A Membrall, Hermione explained to him, was something like a small, portable Pensieve. It was similar to a Pensieve in that a wizard could place a memory in the ball. It differed from a Pensieve in that it could only contain one memory and anyone could easily view the memory as one would a picture album.

The memory that he had chosen that Christmas to place in it was a very simple yet poignant one: November of their final year at Hogwarts, Ron had taken ill with a rather nasty bout of the Muggle Measles. Madam Pomfrey said there wasn't anything they could do but let the measles run their course. Ron was laid up in the hospital wing for days on end and quite miserable about the whole thing. He wasn't allowed visitors because Madam Pomfrey didn't want to risk an outbreak of measles at Hogwarts. Hermione had nearly gone mad with worry until he suggested they sneak in using his father's Invisibility Cloak. He nearly went round the bend himself from the lack of Ron. They needed him.

Waiting until after the prefects on duty were long finished with their rounds, they snuck into the hospital wing and crawled on either side of Ron's sleeping, flushed form. He didn't wake up but he sensed them, making a small noise in his sleep and turning on his side so they could spoon him from the front and back, hands entwined and resting protectively on his hip.

He chose that memory because his heart had been so full that night it had nearly burst.

And now it was time to place a new memory in the Membrall.

Harry's hands carefully moved aside twigs and yarn and ribbon and such so that he could open that box and take out the small glass ball.

"Oi," a voice boomed from behind him, "you're missing out. Fred's eating a tonne of canary creams popping back and forth trying to get Lily to laugh and Hermione's--"

"Right here beside Ron," said another voice with a touch of amusement in it.

Harry turned around, grinning at the both of them. "There you are," he said easily, the sight of them nearly taking his breath away.

They'd been together for almost ten years now and he still felt a lump in his throat every time he looked at them. So perfect.

"Honestly, Harry, you'll miss all of our daughter's first Christmas if you don't get your head out of that trunk and come back downstairs!"

"Sorry," he said sheepishly, cupping the delicate Membrall in his hands as he straightened.
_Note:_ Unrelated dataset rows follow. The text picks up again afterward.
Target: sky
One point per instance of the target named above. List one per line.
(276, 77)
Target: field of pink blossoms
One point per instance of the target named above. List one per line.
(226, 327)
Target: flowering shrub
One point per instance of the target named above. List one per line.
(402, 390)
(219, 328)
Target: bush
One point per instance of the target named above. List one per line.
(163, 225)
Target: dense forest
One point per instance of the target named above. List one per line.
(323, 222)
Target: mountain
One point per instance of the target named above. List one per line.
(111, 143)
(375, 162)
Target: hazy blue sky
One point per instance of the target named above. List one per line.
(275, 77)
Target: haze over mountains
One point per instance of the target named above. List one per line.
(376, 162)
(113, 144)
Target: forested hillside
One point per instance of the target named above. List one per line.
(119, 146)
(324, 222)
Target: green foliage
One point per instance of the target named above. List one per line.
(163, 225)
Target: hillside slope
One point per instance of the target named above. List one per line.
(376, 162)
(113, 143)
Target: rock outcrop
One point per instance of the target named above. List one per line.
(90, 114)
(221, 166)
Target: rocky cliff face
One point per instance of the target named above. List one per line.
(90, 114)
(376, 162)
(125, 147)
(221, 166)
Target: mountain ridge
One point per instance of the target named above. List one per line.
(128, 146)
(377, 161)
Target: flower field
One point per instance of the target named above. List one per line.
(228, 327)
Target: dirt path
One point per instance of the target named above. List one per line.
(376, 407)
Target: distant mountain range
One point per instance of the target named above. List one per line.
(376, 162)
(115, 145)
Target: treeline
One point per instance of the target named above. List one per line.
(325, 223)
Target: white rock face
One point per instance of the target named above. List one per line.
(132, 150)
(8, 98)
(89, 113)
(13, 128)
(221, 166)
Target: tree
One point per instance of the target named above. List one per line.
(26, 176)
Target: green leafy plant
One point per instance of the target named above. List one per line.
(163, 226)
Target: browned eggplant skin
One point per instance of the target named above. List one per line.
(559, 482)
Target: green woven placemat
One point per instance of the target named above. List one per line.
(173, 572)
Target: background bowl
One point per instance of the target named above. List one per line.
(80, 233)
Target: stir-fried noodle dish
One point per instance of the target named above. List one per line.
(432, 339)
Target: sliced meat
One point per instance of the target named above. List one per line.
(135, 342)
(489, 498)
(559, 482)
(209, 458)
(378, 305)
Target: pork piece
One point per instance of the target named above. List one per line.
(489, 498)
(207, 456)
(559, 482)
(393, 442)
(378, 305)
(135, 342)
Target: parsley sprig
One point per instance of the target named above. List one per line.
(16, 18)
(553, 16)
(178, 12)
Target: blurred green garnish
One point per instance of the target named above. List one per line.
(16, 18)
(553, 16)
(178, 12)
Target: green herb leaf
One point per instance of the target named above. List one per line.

"Feeling nostalgic, mate?" Ron asked, encircling Hermione's waist with one arm and drawing her near.
"A bit, yeah."

Hermione looked at the Membrall knowingly. "George wanted to see the measles again, did he?"

"Not exactly," smiled Harry. "I thought it was about time I updated this thing."

"Yeah?" Ron asked, reaching a hand out for Harry.

"Yeah," Harry confirmed, crossing to them and taking Ron's hand with his free one. "I don't want us to ever forget our first real ordinary family Christmas together."

"Oh Harry," Hermione said, eyes bright as she drew him in toward her as well, "it's anything but ordinary."

Before leaning in to nuzzle her cheek and squeeze Ron's hand, Harry turned around to look his trunk over once more. Thinking back on everything he'd stored in there and why, he was more than inclined to agree with Hermione.

"Better than ordinary," he whispered against her cheek. "Brilliant."